Or perhaps envision Yoda hacking through a mammoth forest, leaping from tree to tree as he slices apart one after another Dark-Side-possessed ewok.
Oh, for the smell of singed wookie hair. Ever since the ewoks, star wars fans have been clamoring for a scene of mass wookie combat, as hordes of Chewbacca's sweep across a battlefield, laying waste to their enemies. And what if they were serving the Dark Side and their enemy was Yoda? That would be the new definition of bad ass.

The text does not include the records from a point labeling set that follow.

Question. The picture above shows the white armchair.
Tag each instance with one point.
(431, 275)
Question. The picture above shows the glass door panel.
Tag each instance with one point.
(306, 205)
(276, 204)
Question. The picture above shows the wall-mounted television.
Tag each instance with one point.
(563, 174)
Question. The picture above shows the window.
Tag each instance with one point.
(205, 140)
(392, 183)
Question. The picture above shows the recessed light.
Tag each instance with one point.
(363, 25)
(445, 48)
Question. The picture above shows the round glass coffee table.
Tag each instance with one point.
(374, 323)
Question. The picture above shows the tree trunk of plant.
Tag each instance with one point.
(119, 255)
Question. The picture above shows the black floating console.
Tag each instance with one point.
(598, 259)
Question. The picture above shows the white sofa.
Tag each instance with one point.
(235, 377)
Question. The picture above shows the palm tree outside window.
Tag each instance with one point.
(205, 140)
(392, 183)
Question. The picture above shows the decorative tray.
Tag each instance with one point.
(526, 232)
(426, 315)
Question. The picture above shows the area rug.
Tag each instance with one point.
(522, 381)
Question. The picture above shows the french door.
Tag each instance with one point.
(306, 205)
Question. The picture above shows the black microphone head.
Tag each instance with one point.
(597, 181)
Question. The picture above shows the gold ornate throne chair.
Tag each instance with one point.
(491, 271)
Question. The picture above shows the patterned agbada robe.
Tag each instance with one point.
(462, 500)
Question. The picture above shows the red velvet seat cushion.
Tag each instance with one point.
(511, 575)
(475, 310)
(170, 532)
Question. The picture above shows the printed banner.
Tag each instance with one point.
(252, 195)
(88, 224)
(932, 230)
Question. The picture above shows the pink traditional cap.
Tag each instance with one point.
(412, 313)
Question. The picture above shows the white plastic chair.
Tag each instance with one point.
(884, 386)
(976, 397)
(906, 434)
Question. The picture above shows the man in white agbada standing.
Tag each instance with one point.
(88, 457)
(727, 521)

They'd probably put a still from the scene over Samuel L. Jacksons picture in the dictionary next to bad ass.
It would also give us a chance to see the return of Boba Fett for episode 7 as Yoda leaps into the belly of the sarlak and hacks it to pieces, saving Fett.
Then, perhaps in a grand finale, Yoda can reclaim the honor of Star Wars fans everywhere by traveling across time and space to go toe to toe with Spider Man himself, showing the Web Slinger the true power of the Force (and maybe hacking apart Stan Lee for good measure).
Truly, this would a be a film worthy of the Star Wars name and legacy, and we, the undersigned, restlessly await the making of the Yoda Fight Scene Movie, perhaps to be called Star Wars, Episode 3: Attack of the Kick Ass Yoda.